Pharmacists reduce Rx errors in HIV patients

May 13, 2014

A pharmacist’s participation on medical teams treating HIV-positive hospital patients reduces medication errors as well as spots and corrects them sooner, according to a report published in the Annals of Pharmacotherapy.

A pharmacist’s participation on medical teams treating HIV-positive hospital patients reduces medication errors as well as spots and corrects them sooner, according to a report published in the Annals of Pharmacotherapy.

The goal of the report, Antiretroviral and Medication Errors in Hospitalized HIV-Positive Patients: A Review of the Literature, was to summarize literature regarding antiretroviral and other medication errors to find solutions.

The report analyzed 25 studies involving medication errors and HIV-positive hospitalized patients. All of the studies were published between 2000 and 2013 and each involved between 26 and 290 patients. The lead authors of the report were Emily H. Li, PharmD student, University of Alberta, Edmonton and Michelle M. Foisy, PharmD, AAHIVP, Royal Alexandra Hospital, Edmonton, Canada.

“Patients with HIV require additional attention when admitted to hospital because their antiretroviral regimens can be complicated and unfamiliar to care providers. Although studies varied greatly in design, duration, and methods, overall they demonstrated high rates of medication errors in this patient population,” the report stated. “Drug errors occurred mainly at the time of prescribing on admission, but were also detected throughout hospitalization and at discharge.”

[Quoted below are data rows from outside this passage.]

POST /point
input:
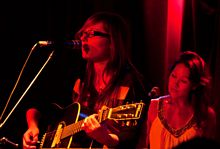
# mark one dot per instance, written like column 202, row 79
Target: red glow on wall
column 174, row 30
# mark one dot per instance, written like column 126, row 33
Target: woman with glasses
column 110, row 80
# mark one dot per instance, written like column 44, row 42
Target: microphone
column 73, row 44
column 155, row 92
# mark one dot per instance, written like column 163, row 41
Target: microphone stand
column 3, row 140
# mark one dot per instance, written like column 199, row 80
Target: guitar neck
column 72, row 129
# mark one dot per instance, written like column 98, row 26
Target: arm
column 30, row 137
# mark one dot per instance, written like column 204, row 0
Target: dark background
column 23, row 23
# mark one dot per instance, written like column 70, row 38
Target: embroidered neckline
column 175, row 132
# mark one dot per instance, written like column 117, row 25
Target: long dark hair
column 119, row 62
column 200, row 77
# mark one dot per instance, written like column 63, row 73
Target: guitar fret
column 71, row 129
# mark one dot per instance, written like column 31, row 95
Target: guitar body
column 66, row 131
column 69, row 115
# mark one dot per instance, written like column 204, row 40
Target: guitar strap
column 121, row 94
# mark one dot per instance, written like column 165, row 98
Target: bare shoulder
column 153, row 109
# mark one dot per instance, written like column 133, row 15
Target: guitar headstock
column 124, row 112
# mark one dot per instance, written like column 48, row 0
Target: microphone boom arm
column 50, row 56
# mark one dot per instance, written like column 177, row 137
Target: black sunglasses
column 91, row 33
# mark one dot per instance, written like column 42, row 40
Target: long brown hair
column 200, row 76
column 119, row 61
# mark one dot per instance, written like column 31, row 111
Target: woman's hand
column 98, row 132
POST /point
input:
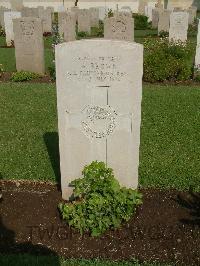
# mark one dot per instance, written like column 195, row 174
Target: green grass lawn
column 169, row 152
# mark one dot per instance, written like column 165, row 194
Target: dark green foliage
column 98, row 32
column 140, row 22
column 166, row 61
column 24, row 76
column 100, row 203
column 56, row 39
column 163, row 34
column 52, row 71
column 110, row 13
column 1, row 69
column 82, row 34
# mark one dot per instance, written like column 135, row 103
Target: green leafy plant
column 82, row 34
column 1, row 69
column 167, row 61
column 99, row 203
column 141, row 22
column 98, row 31
column 56, row 39
column 163, row 34
column 110, row 13
column 24, row 76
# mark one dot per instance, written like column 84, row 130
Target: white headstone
column 178, row 26
column 8, row 21
column 99, row 92
column 164, row 20
column 141, row 6
column 192, row 11
column 148, row 12
column 103, row 11
column 119, row 27
column 67, row 26
column 155, row 17
column 29, row 45
column 2, row 10
column 46, row 16
column 16, row 5
column 94, row 16
column 197, row 57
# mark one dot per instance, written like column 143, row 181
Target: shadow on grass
column 13, row 253
column 52, row 144
column 191, row 202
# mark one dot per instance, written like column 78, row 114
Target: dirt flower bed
column 166, row 228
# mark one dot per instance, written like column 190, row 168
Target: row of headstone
column 44, row 14
column 121, row 26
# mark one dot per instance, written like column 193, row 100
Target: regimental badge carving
column 119, row 27
column 98, row 121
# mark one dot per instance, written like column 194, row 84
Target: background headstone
column 155, row 17
column 8, row 21
column 119, row 27
column 75, row 9
column 103, row 11
column 178, row 26
column 164, row 20
column 46, row 16
column 30, row 12
column 192, row 11
column 84, row 20
column 141, row 7
column 99, row 92
column 16, row 5
column 2, row 10
column 67, row 26
column 29, row 46
column 94, row 16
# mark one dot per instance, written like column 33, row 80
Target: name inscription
column 97, row 69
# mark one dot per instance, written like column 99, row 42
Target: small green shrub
column 166, row 61
column 110, row 13
column 1, row 69
column 82, row 34
column 24, row 76
column 140, row 22
column 99, row 203
column 163, row 34
column 98, row 31
column 56, row 39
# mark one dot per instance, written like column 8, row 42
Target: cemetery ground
column 165, row 229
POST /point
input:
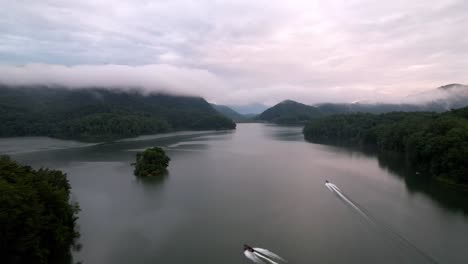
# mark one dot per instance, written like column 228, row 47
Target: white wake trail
column 333, row 188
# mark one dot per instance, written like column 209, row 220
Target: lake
column 262, row 185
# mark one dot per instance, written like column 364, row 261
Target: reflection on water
column 446, row 196
column 260, row 185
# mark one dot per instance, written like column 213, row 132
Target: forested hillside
column 97, row 114
column 230, row 113
column 38, row 222
column 436, row 143
column 444, row 98
column 290, row 112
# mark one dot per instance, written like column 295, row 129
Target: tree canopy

The report found evidence that pharmacist involvement with hospitalized HIV patients reduces medication errors with this population. The report found, for example, that pharmacist-led medication reconciliation within 24 hours of admission significantly decreased medication errors when compared to nurse-led medication reconciliation that was later reviewed by a pharmacist.

 

“A review of patients by an infectious diseases clinical specialist at 48 hours postadmission found that error rates dropped from 52% during the period of nurse-led reconciliation to 5% after pharmacists began leading the medication reconciliation.”

The report also found that pharmacists played a key role in detecting medication errors with HIV hospitalized patients, with one study indicating pharmacist involvement with this patient population decreased the time in which antiretroviral medication errors were spotted and corrected from 84 hours to 15.5 hours.

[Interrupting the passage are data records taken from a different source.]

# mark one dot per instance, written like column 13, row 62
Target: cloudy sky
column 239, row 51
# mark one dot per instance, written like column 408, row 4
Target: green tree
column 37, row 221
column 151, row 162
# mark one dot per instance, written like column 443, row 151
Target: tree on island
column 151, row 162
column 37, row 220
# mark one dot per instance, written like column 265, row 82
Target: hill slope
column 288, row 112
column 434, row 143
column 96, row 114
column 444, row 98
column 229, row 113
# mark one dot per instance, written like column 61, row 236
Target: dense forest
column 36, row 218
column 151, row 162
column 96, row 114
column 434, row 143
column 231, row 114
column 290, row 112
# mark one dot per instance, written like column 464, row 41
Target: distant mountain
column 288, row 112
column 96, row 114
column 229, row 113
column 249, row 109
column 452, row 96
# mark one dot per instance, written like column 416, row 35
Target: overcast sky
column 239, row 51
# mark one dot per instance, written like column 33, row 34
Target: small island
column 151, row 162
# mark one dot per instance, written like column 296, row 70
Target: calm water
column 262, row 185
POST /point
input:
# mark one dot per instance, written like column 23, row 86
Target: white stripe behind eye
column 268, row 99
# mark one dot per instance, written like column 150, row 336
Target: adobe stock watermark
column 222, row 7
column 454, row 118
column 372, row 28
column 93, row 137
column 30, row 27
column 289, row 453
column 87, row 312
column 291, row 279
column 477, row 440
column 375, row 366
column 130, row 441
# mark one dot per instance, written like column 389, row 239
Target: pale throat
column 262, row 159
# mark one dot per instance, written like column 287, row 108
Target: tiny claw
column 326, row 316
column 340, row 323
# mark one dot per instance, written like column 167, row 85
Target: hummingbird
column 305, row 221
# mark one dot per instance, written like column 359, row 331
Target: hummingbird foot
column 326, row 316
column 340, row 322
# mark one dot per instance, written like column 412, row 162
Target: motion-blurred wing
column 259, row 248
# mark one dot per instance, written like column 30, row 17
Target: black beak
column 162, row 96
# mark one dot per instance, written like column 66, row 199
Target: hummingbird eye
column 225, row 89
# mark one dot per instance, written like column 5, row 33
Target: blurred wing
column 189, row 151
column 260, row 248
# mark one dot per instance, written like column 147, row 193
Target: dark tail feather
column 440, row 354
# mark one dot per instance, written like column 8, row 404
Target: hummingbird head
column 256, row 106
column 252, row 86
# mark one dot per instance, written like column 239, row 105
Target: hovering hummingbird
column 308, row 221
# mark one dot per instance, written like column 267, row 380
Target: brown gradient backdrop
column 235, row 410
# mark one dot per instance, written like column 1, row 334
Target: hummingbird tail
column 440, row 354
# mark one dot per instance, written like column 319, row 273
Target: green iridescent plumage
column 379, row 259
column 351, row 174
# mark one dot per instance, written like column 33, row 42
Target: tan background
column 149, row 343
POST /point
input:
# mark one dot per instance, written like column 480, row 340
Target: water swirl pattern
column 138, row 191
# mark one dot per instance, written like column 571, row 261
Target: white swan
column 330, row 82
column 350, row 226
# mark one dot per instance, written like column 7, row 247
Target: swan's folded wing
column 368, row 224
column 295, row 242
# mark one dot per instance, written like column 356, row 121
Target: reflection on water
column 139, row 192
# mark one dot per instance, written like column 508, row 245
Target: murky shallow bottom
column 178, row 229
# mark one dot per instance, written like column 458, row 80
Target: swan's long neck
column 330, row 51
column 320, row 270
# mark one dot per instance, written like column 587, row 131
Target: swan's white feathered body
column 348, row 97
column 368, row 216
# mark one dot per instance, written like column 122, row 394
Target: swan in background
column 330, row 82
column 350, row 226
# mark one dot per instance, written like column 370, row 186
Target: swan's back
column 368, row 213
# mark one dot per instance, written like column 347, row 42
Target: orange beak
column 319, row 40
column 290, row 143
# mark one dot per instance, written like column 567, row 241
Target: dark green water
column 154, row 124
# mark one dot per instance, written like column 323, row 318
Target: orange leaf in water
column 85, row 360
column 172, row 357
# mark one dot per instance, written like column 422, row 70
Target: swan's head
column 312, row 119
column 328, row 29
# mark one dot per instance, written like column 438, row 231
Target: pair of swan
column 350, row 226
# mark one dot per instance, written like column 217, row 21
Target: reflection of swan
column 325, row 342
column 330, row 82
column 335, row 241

“It can be concluded that initial medication reconciliation within 24 hours of admission, preferably by a designated HIV or infectious diseases pharmacist, along with continual monitoring throughout the hospitalization and at discharge is the optimal way to achieve timely error correction,” the report stated.

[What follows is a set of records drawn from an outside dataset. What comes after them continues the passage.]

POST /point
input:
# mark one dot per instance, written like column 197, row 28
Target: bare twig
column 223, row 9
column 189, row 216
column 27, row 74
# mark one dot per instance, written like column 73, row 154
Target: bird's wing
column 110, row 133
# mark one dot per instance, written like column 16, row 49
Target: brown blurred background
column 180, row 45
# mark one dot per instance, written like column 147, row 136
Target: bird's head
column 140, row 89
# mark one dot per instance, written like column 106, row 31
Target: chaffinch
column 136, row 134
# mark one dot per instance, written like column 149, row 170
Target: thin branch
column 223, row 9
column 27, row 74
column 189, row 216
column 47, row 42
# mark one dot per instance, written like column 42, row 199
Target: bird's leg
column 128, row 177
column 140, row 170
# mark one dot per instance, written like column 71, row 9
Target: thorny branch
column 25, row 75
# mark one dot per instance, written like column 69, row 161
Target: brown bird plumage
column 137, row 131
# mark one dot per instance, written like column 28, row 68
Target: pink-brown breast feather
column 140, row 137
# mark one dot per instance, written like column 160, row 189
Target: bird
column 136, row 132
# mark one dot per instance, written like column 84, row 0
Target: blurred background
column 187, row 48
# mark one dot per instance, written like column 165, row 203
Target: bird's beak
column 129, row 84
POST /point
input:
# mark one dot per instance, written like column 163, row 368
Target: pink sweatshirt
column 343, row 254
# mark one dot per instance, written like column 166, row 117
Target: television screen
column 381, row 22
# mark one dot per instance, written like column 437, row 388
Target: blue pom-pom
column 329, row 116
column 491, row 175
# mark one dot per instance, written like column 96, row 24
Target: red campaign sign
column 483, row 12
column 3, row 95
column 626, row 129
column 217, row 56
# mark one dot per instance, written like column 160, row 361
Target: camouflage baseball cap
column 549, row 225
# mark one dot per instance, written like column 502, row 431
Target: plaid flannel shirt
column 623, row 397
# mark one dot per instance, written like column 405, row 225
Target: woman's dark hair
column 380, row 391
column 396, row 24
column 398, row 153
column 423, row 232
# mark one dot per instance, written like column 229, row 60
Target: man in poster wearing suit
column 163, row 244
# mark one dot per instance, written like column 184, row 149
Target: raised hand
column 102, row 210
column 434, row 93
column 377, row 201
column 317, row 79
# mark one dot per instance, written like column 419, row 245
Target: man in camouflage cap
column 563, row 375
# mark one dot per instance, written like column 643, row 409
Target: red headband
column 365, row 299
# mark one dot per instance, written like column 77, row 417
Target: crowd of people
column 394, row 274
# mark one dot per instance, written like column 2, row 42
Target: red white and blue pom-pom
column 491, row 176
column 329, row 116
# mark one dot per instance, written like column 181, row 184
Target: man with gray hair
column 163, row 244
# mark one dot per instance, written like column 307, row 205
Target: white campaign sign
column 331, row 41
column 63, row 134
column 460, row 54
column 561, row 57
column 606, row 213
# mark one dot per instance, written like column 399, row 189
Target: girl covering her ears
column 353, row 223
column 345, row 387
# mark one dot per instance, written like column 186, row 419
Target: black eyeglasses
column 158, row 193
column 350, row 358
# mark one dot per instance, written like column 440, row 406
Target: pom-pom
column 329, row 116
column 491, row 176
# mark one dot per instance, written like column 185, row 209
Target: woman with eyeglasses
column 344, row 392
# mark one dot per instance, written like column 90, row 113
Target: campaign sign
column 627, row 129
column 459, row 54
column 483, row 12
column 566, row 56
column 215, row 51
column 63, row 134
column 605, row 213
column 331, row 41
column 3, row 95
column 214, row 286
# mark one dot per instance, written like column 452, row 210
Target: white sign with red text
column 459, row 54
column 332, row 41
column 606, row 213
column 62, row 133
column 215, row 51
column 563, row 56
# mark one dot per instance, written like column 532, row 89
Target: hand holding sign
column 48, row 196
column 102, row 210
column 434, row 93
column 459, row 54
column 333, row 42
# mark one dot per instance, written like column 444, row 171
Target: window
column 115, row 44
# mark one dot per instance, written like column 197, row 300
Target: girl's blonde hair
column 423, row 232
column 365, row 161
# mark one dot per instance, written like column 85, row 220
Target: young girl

The report concluded that significant reductions in medication errors involving hospitalized HIV patients can be accomplished through accurate medication reconciliation, daily reviews of medical profiles, pharmacist communication during transitions of care, and the involvement of a HIV/infectious diseases clinical pharmacist.

“With the growing number of antiretrovirals and increasing complexity of therapy, it is our hope that this information will highlight the important role the pharmacist has in optimizing care to hospitalized HIV patients and provide further insights into the types of medication errors that occur and proposed solutions to curb these errors,” the report stated.